Under the Employee Retirement Income Security Act (“ERISA”), as amended by the Multiemployer Pension Plan Amendment Act (“MPPAA”), generally, an employer may face withdrawal liability when withdrawing from, or ceasing to make payments to, a multiemployer pension plan. If a successor employer acquires an entity that has unpaid withdrawal liability, then the purchasing entity is potentially responsible for that withdrawal liability if it has notice of the liability. Existing precedent provides that to be liable, the purchaser must “(1) be a successor, and (2) have notice of the withdrawal liability.” Withdrawal liability can sometimes be overlooked by successor employers that assume the operations of their predecessor because, broadly speaking, withdrawal liability is an unperfected liability that does not necessarily appear on the seller’s financial statements. Said otherwise, purchasing entities must be completely certain of that which they are assuming.

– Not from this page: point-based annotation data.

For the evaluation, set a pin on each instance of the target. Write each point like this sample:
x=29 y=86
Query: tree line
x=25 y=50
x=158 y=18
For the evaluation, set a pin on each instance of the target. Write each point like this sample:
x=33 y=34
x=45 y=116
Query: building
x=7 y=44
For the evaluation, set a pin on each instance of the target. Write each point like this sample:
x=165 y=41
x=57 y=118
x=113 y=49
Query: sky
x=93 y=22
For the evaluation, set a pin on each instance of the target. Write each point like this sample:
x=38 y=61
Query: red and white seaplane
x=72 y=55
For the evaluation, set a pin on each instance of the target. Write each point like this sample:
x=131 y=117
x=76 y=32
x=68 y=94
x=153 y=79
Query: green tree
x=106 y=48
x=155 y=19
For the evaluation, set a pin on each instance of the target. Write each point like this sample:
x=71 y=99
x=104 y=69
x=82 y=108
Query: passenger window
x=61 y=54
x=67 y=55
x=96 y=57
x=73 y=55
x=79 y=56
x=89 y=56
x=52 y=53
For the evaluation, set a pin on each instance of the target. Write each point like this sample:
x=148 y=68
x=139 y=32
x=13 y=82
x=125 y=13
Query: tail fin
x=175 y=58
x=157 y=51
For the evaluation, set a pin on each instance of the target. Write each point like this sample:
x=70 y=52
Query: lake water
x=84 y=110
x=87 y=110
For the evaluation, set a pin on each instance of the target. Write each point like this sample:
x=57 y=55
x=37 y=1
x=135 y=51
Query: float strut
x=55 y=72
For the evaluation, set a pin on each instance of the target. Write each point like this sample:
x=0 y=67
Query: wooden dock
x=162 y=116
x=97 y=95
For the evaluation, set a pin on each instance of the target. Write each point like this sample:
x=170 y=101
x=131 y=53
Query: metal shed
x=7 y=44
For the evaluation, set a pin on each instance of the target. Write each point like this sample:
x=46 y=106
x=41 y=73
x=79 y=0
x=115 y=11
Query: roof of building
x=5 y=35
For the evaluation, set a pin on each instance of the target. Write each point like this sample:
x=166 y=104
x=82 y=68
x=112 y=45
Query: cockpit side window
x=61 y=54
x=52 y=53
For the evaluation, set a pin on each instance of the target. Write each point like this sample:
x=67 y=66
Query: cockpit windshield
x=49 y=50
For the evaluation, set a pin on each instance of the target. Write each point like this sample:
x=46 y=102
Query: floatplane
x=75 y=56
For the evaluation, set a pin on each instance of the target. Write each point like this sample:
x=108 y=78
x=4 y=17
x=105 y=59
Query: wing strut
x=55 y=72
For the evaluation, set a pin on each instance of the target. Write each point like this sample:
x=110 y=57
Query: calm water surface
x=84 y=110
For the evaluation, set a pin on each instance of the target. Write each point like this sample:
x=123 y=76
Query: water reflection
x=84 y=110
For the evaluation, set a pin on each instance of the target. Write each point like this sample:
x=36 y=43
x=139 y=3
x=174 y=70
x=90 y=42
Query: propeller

New case law makes clear that acquirers can no longer simply rely on a seller’s representation that no withdrawal liability exists. On June 1, 2018, in Heavenly Hana, LLC v. Hotel Union & Hotel Industry of Hawaii Pension Plant, the Ninth Circuit held that a private equity company that purchased a hotel in Hawaii was liable for the seller’s unpaid withdrawal liability under the MPPAA. In doing so, the Court overruled the lower District Court’s holding that no withdrawal liability was assumed because “actual notice” was missing. The Ninth Circuit held that the private equity company had “constructive notice” of the selling entity’s unpaid withdrawal liability, which is a sufficient basis upon which to impose successor withdrawal liability “because a reasonable purchaser would have discovered their predecessor’s withdrawal liability.” The Court determined that the purchasing entity had constructive notice of the liability because:

(1) the private equity company had experience with other acquisitions involving multiemployer pension plans, and was familiar with withdrawal liability;

(2) the private equity company was on notice that the employees at the hotel were unionized and that the seller had previously contributed to a multiemployer plan; and

(3) the multiemployer pension plan’s funding notices were publically available, and clearly demonstrated that the plan was underfunded.

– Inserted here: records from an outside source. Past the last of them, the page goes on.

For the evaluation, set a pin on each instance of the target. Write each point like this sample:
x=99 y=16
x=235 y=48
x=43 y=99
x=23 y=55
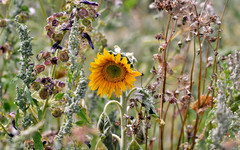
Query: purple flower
x=89 y=3
x=68 y=26
x=56 y=46
x=85 y=35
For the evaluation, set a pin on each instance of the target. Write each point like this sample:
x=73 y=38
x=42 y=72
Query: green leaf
x=210 y=117
x=129 y=4
x=16 y=118
x=134 y=146
x=59 y=96
x=147 y=100
x=37 y=141
x=83 y=116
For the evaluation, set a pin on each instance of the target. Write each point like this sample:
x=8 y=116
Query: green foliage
x=105 y=126
x=37 y=141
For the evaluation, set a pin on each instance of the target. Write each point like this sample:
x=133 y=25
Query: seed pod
x=44 y=93
x=3 y=23
x=63 y=56
x=57 y=112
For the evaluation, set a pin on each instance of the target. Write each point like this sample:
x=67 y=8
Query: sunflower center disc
x=114 y=72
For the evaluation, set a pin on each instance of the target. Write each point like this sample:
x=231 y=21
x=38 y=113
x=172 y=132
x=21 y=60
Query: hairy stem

The Court rejected the private equity company’s argument that it relied upon the representation of the seller that no withdrawal liability existed. Further, the Court noted that the purchasing entity, rather than the seller or the pension plan, was in the best position to determine whether it will face withdrawal liability because: (1) the seller is incentivized to under-represent any potential withdrawal liability; and (2) the pension plan should not be tasked with keeping track of every sales rumor and identifying all potential purchasers. As the Court stated: “[p]urchasers .. have the incentive to inquire about potential withdrawal liability in order to avoid unexpected post-transaction liabilities.”

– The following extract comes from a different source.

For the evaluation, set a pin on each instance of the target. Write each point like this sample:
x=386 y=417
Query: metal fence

This decision serves as a helpful reminder to purchasing entities that in the world of acquisitions, acquirers must push deeply on their inquiries into labor agreements and potential withdrawal liability that frequently accompanies a collective bargaining relationship. As made evident by the Court’s decision in Heavenly Hana, LLC, a purchasing entity cannot simply claim ignorance as an excuse to be absolved of successor withdrawal liability. Rather, purchasing entities should retain experienced transactional counsel, including traditional labor and benefits counsel, to make sure there are no hidden landmines in the transaction.